The following year he went again and was encouraged to enter the Sisters Folk Festival Songwriting Contest. He said, "I have mixed feelings about competitions anyway -- how can one thing be better than another? And I said, 'Ah, what the heck, I'll do it.' So, I entered it. And then I won the contest. And I thought, okay, I'm done."

Then people started asking him, "Well, what are you going to do now?"

"What do you mean, what am I going to do now? I have to do something?"

So, one thing led to another.

McGregor related, "A good friend, Kate MacKenzie, has made CDs herself, toured and made her living doing that in that world. She's retired from the music business and lives in Sunriver now. We've become good buds and we get together and play just for the fun of it. She's watched my songs and has always been supportive."
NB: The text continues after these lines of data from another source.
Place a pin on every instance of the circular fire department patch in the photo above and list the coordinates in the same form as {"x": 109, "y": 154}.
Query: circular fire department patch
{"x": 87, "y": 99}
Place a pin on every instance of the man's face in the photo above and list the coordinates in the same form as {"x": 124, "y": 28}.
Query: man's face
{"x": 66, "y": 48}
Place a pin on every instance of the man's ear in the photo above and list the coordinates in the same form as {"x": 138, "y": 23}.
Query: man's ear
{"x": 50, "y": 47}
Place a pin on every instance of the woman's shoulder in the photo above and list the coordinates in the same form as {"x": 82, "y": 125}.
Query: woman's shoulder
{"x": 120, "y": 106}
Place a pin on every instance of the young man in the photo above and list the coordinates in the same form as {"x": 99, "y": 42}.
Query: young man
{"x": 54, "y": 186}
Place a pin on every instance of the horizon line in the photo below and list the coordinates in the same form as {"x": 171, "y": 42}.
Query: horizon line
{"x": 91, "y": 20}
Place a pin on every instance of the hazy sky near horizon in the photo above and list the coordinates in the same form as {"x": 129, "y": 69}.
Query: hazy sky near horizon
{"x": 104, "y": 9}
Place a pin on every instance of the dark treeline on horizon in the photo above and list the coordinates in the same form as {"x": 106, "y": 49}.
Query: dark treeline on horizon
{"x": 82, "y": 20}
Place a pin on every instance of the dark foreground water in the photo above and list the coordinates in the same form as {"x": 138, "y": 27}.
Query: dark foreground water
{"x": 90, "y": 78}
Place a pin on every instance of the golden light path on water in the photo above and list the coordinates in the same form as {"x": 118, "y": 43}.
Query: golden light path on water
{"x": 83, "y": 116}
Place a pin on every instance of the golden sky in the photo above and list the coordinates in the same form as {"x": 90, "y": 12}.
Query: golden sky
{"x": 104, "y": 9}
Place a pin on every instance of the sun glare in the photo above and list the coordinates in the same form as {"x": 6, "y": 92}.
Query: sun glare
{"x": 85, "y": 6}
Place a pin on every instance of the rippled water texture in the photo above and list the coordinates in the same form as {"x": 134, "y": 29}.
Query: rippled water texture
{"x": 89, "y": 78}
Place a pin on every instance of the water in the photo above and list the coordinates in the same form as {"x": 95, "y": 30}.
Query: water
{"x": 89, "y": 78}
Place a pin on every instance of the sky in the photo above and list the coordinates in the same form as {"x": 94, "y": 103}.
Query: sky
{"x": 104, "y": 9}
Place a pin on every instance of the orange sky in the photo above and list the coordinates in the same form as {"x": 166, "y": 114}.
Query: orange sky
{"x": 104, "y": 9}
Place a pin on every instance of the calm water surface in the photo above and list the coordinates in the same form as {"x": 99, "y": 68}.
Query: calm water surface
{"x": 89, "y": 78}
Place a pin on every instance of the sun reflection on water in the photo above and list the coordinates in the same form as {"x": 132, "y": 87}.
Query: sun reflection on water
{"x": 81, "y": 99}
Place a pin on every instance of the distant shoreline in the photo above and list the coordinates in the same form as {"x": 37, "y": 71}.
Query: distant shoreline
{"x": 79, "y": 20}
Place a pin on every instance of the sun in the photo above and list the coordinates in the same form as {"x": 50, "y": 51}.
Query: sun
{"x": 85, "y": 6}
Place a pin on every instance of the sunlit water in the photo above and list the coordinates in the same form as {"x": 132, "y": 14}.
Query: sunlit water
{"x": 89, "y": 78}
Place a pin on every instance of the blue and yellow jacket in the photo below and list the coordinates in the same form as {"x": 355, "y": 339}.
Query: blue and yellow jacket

One day MacKenzie said, "You need to make a CD, a solo CD." She kept on him about it.

Finally she said, "Are you going to be able to pass the rocking chair test?"

"What's that?" he asked.

"When you're too old to do anything else and you're sitting in a rocking chair thinking about your life, what are you going to regret that you didn't do?"

McGregor recalls, "That kind of resonated with me because deep down, when you write a bunch of songs they're just in the cosmos until they get recorded. So that's why I just went ahead and did it.

"It was a great experience. I liked it. Like anything you do, you think, 'If I could do that again, I could do it better.' So now I'm thinking about the next one."

The title track reflects a personal vision of community that McGregor has developed since moving to Sisters.

Moving with his family from California in 1989, McGregor recalls, "Everything fell into place. I started learning about being a community member.

"In addition to all the beautiful scenery, air, and water that drew us here, the thing that is ultimately the greatest is the people."

McGregor says, "Part of the sweetness of this CD title is realizing that even if others have totally different beliefs about how the world was created, or whatever, I still think they're good.

"We all want the same stuff, which is to live in peace, experience love, and not have people take our rights away."

McGregor's CD is available at Paulina Springs Books and High Desert Gallery.